Regarding cocaine, Tillerson said he was “extremely encouraged” by progress in Colombia’s coca-eradication program. “We will continue to work with Colombia to support these efforts where we can be of help,” he said.
Tillerson acknowledged the US role as the world’s largest consumer of cocaine, but stressed the importance of Colombia meeting numerical goals for coca eradication. “We need to see the metrics going in the right way,” he said. “That’s all President [Donald] Trump wants as well.”
For his part, Santos emphasized numbers in summarizing Colombia’s progress and goals for this year. He said 54,000 hectares of coca (about 150,000 acres) were eradicated last year and that “by the end of this we hope to reach 115,000 hectares.”

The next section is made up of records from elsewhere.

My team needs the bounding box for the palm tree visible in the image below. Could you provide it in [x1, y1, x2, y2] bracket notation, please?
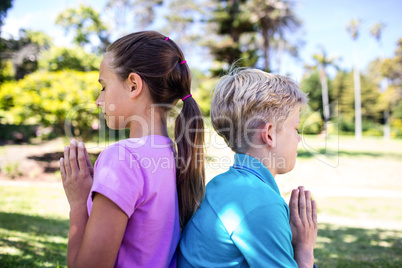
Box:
[247, 0, 301, 72]
[312, 49, 338, 133]
[346, 19, 362, 140]
[370, 22, 386, 58]
[370, 22, 390, 140]
[305, 48, 338, 133]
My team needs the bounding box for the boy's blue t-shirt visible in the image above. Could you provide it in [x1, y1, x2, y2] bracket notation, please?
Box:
[178, 153, 298, 268]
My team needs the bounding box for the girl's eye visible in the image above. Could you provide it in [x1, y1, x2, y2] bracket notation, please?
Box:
[101, 87, 105, 91]
[296, 128, 300, 134]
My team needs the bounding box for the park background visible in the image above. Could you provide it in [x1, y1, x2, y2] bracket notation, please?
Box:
[0, 0, 401, 267]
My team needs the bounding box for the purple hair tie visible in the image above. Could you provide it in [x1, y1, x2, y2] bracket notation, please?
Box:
[180, 60, 187, 65]
[182, 94, 192, 101]
[164, 37, 169, 41]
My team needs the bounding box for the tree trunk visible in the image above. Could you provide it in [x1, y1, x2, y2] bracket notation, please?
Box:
[276, 37, 285, 74]
[384, 109, 391, 140]
[262, 27, 270, 71]
[353, 41, 362, 140]
[320, 68, 330, 133]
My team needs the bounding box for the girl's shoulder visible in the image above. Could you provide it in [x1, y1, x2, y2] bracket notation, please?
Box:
[97, 135, 174, 162]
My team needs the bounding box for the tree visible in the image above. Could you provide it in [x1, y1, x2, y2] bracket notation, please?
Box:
[245, 0, 301, 72]
[305, 48, 338, 132]
[162, 0, 208, 53]
[0, 29, 53, 80]
[332, 69, 382, 134]
[0, 70, 100, 139]
[370, 22, 386, 58]
[346, 19, 362, 139]
[106, 0, 163, 32]
[56, 4, 110, 53]
[206, 0, 258, 76]
[0, 0, 13, 34]
[370, 21, 390, 139]
[0, 0, 14, 81]
[38, 46, 101, 72]
[379, 38, 402, 136]
[272, 36, 300, 74]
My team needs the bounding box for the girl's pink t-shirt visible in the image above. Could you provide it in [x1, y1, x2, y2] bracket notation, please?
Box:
[87, 135, 180, 268]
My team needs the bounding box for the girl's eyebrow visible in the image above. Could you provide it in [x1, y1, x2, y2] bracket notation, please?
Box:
[98, 79, 104, 83]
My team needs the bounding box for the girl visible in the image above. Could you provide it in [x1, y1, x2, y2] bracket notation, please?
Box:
[60, 31, 205, 268]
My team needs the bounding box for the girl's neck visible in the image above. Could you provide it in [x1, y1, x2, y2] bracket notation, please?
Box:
[128, 111, 169, 139]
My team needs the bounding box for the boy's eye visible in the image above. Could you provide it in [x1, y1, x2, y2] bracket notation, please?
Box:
[101, 87, 105, 91]
[296, 128, 300, 134]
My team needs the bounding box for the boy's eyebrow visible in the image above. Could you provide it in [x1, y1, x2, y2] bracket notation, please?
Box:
[98, 78, 104, 83]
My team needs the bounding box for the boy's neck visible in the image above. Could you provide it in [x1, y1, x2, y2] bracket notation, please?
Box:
[243, 148, 277, 178]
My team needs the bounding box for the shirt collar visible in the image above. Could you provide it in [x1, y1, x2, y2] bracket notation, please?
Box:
[233, 153, 280, 195]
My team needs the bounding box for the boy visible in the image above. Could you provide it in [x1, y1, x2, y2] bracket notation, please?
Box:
[179, 69, 317, 267]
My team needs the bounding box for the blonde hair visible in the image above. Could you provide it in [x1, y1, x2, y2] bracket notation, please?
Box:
[211, 68, 308, 153]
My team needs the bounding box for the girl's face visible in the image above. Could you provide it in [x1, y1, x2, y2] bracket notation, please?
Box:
[96, 56, 132, 129]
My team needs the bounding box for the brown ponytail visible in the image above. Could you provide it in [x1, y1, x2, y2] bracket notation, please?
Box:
[106, 31, 205, 227]
[175, 96, 205, 227]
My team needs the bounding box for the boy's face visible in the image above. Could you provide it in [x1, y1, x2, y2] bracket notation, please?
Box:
[274, 106, 301, 174]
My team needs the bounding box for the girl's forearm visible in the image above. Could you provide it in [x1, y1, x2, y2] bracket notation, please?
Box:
[67, 204, 89, 268]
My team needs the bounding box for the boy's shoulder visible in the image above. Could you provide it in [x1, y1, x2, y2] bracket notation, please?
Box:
[200, 166, 287, 235]
[206, 166, 284, 210]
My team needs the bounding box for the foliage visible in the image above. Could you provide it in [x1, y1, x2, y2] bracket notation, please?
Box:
[192, 70, 219, 116]
[305, 49, 339, 124]
[106, 0, 163, 30]
[0, 29, 53, 81]
[0, 70, 100, 139]
[300, 71, 334, 120]
[0, 59, 14, 81]
[0, 0, 13, 32]
[38, 46, 101, 72]
[301, 68, 387, 135]
[206, 0, 257, 76]
[300, 105, 323, 135]
[0, 124, 39, 143]
[244, 0, 301, 71]
[56, 4, 110, 53]
[346, 19, 361, 40]
[369, 22, 386, 43]
[204, 0, 301, 75]
[380, 38, 402, 113]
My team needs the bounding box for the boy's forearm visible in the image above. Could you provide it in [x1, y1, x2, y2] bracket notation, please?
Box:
[294, 249, 314, 268]
[67, 204, 88, 268]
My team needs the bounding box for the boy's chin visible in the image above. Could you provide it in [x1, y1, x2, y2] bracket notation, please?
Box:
[278, 163, 296, 175]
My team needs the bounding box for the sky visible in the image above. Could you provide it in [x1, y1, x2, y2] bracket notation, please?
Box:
[1, 0, 401, 82]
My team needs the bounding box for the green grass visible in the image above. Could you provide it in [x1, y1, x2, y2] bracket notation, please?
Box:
[2, 185, 402, 267]
[315, 224, 402, 267]
[0, 185, 69, 267]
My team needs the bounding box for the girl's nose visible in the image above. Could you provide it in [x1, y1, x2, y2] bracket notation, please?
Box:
[95, 94, 103, 107]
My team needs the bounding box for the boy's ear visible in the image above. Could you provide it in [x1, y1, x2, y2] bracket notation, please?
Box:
[261, 122, 276, 148]
[127, 73, 143, 99]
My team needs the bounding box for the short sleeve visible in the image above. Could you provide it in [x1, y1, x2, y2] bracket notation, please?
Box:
[231, 203, 298, 267]
[91, 144, 144, 217]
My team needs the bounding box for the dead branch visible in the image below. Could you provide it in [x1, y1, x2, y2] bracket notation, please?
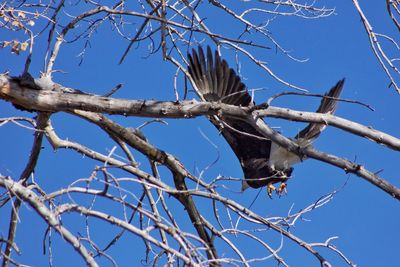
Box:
[352, 0, 400, 93]
[1, 74, 399, 152]
[0, 176, 98, 267]
[0, 74, 399, 201]
[1, 1, 397, 266]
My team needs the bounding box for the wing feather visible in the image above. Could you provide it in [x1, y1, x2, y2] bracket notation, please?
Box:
[295, 79, 345, 141]
[187, 46, 273, 188]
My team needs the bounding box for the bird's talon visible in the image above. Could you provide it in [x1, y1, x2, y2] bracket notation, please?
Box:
[267, 183, 276, 198]
[278, 183, 287, 195]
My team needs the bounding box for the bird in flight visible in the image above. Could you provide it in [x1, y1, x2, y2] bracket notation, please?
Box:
[187, 46, 344, 196]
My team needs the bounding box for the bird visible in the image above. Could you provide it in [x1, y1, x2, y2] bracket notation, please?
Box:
[187, 46, 344, 196]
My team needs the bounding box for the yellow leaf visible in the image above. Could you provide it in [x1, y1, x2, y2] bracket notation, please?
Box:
[20, 42, 28, 51]
[11, 42, 20, 55]
[17, 11, 26, 18]
[2, 41, 10, 48]
[12, 20, 23, 29]
[11, 20, 20, 27]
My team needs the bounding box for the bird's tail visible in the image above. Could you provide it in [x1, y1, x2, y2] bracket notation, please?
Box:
[295, 79, 345, 141]
[187, 46, 252, 107]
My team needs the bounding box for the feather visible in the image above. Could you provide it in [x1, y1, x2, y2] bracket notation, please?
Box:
[187, 46, 344, 191]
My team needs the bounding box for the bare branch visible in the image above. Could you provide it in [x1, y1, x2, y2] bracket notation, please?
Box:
[1, 1, 396, 265]
[1, 74, 399, 200]
[352, 0, 400, 93]
[1, 75, 399, 152]
[0, 176, 99, 267]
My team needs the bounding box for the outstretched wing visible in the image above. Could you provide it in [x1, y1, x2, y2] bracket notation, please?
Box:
[187, 46, 345, 191]
[187, 46, 251, 105]
[295, 79, 345, 141]
[187, 46, 273, 187]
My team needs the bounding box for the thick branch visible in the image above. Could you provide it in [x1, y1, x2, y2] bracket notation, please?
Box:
[1, 74, 399, 200]
[1, 74, 399, 151]
[71, 110, 220, 265]
[9, 119, 343, 266]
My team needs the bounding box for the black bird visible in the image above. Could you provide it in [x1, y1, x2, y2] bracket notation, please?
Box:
[187, 46, 344, 195]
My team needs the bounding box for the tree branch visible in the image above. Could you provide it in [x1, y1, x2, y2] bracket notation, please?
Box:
[1, 74, 399, 200]
[1, 74, 399, 151]
[0, 176, 98, 267]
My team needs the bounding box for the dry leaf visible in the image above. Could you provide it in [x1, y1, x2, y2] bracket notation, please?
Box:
[20, 42, 28, 51]
[17, 11, 26, 19]
[2, 41, 11, 48]
[11, 20, 22, 28]
[11, 42, 20, 55]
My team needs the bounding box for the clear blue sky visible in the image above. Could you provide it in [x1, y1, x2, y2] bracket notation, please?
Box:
[1, 1, 399, 266]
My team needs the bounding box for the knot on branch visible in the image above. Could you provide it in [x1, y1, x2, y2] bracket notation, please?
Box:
[251, 102, 269, 111]
[209, 102, 222, 114]
[295, 145, 310, 162]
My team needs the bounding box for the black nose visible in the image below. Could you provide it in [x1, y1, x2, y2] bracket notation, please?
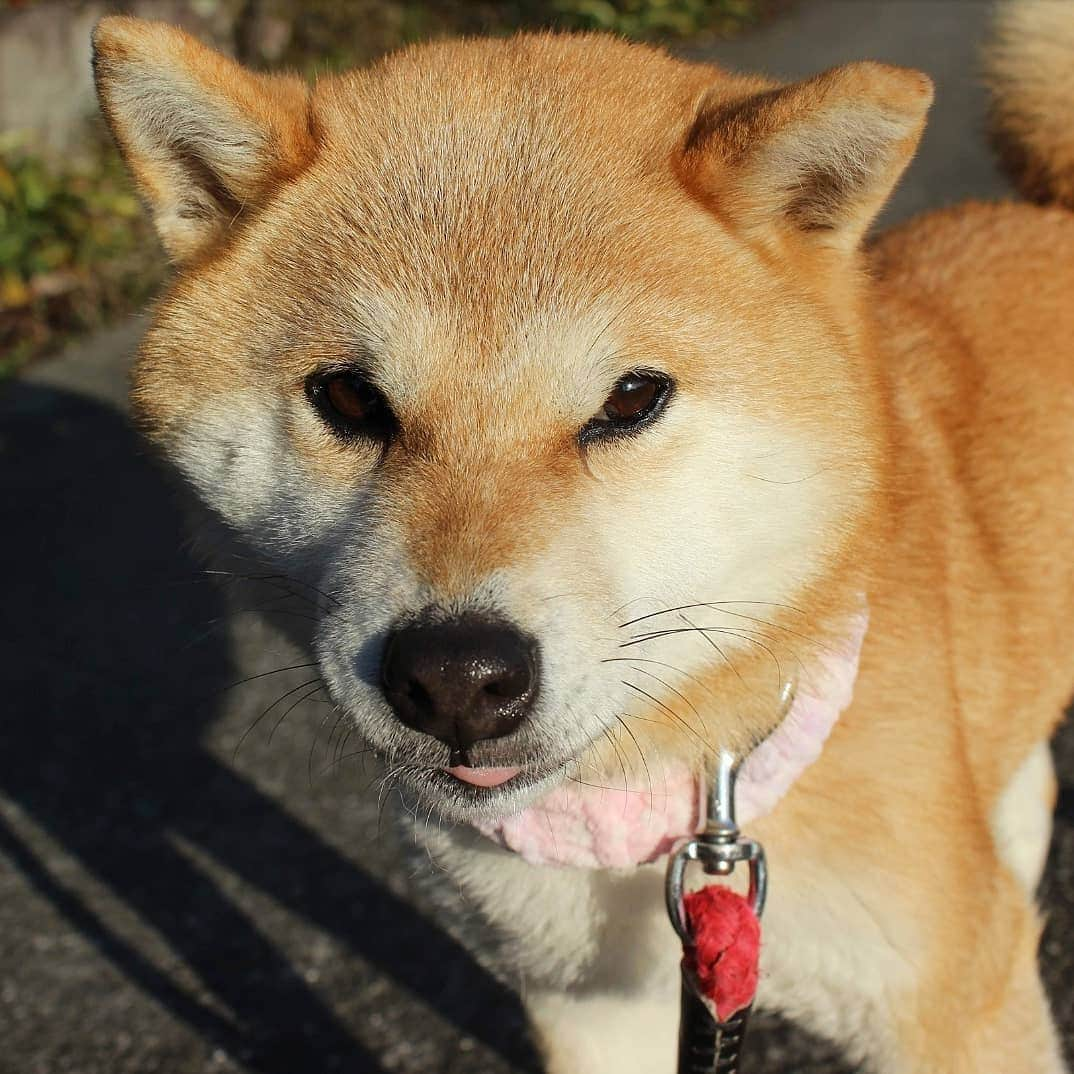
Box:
[380, 616, 539, 751]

Tillerson tried to soften the impact of Trump’s harsh criticisms of the anti-coca efforts, including his recently renewed threat to cut US aid.
In televised comments last week, after being told that cocaine was primarily coming from Colombia and Peru, trafficked through Mexico and Central America, Trump said: “I won’t mention names right now … but I look at these countries, I look at the numbers we send them and we send them massive aid, and they are pouring drugs into our country and they are laughing at us…So I‘m not a believer in that, I want to stop the aid.”
Tillerson said he did not think Trump was referring to Colombia, while Santos said that “Colombia is not laughing at the US. On the contrary, we are working together.”
Regarding Venezuela, Santos joined Tillerson in strong criticism of the government of Nicolas Maduro, whom he called a “dictator.” “Maduro will never accept free and transparent elections, because he knows he would lose,” Santos said.
Santos repeated his pledge to not recognize the results of Venezuelan elections set for April.
In advance of his trip to Colombia and five other Latin American countries, Tillerson had startled many by saying that perhaps the Venezuelan military would take steps to oust Maduro. Santos didn’t refer to that comment, but made it clear he agreed with the US goal of replacing Maduro.
Despite the strong statements of agreement by the two, Santos did suggest that their private conversation did include some major differences of opinion. Their discussion, Santos noted, was “frank and open,” a diplomatic way of saying there were important areas of disagreement.
Among other things, Santos has been very critical of the US-led “war on drugs” and has pushed back against US efforts to return to aerial spraying of carcinogenic poisons to destroy coca fields.